Genetics and Genetic Testing – KidsHealth

Although advances in genetic testing have improved doctors’ ability to diagnose and treat certain illnesses, there are still some limits. Genetic tests can identify a particular problem gene, but can’t always predict how severely that gene will affect the person who carries it. In cystic fibrosis, for example, finding a problem gene on chromosome number 7 can’t necessarily predict whether a child will have serious lung problems or milder respiratory symptoms.

Also, simply having problem genes is only half the story because many illnesses develop from a mix of high-risk genes and environmental factors. Knowing that you carry high-risk genes may actually be an advantage if it gives you the chance to modify your lifestyle to avoid becoming sick.

As research continues, genes are being identified that put people at risk for illnesses like cancer, heart disease, psychiatric disorders, and many other medical problems. The hope is that someday it will be possible to develop specific types of gene therapy to totally prevent some diseases and illnesses.

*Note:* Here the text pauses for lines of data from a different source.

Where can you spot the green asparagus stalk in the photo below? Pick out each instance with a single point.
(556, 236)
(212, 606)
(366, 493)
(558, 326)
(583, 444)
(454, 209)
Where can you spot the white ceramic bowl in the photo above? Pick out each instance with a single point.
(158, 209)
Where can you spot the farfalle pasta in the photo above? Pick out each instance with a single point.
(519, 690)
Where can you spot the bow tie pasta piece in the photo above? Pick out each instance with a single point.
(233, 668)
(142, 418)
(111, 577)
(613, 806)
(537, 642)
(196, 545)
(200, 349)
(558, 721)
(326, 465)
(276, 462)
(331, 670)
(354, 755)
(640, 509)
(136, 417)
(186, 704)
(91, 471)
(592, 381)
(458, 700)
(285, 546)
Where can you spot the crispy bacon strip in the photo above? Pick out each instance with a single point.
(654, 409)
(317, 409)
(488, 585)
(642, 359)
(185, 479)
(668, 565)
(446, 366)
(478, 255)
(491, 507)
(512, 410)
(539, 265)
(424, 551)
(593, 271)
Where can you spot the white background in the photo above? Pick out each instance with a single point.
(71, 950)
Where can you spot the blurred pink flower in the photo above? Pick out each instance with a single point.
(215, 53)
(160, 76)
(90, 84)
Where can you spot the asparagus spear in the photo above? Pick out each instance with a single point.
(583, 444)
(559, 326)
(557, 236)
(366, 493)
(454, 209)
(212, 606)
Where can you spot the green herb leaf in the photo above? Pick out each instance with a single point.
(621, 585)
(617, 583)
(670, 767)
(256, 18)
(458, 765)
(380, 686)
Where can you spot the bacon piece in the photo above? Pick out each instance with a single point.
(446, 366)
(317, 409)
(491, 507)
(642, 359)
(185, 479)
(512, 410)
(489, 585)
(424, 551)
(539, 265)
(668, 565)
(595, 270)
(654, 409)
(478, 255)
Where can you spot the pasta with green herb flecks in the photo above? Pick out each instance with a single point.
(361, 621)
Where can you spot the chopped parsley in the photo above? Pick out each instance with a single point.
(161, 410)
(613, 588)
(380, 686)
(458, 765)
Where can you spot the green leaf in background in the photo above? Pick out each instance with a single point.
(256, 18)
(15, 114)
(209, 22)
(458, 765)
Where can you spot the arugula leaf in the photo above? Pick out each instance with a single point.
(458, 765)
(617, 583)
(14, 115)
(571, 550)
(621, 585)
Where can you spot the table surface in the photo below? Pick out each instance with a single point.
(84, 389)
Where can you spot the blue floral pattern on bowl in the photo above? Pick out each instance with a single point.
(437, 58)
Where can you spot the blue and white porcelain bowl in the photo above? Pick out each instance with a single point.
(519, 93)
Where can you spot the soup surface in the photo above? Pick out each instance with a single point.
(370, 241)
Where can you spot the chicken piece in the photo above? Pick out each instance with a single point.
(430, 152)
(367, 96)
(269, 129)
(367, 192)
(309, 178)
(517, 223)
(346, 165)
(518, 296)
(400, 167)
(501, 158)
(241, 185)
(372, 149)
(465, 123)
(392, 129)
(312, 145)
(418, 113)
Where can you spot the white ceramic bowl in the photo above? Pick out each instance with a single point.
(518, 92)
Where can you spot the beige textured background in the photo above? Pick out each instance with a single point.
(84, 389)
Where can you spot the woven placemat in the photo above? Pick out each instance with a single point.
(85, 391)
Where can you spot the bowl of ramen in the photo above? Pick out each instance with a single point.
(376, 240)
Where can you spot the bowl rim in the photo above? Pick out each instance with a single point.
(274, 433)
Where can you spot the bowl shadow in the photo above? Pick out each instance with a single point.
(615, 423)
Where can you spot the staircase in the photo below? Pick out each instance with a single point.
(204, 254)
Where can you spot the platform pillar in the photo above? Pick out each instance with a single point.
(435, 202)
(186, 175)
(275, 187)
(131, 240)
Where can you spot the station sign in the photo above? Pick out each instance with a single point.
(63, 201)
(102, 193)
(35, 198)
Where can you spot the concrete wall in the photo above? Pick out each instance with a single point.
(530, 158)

Gene therapy is already being used studied as a possible way to treat conditions like cystic fibrosis, cancer, and ADA deficiency (an immune deficiency), sickle cell disease, hemophilia, and thalassemia. However, severe complications have occurred in some patients receiving gene therapy, so current research with gene therapy is very carefully controlled.

Although genetic treatments for some conditions may be a long way off, there is still great hope that many more genetic cures will be found. The Human Genome Project, which was completed in 2003, identified and mapped out all of the genes (about 25,000) carried in our human chromosomes. The map is just the start, but it’s a very hopeful beginning.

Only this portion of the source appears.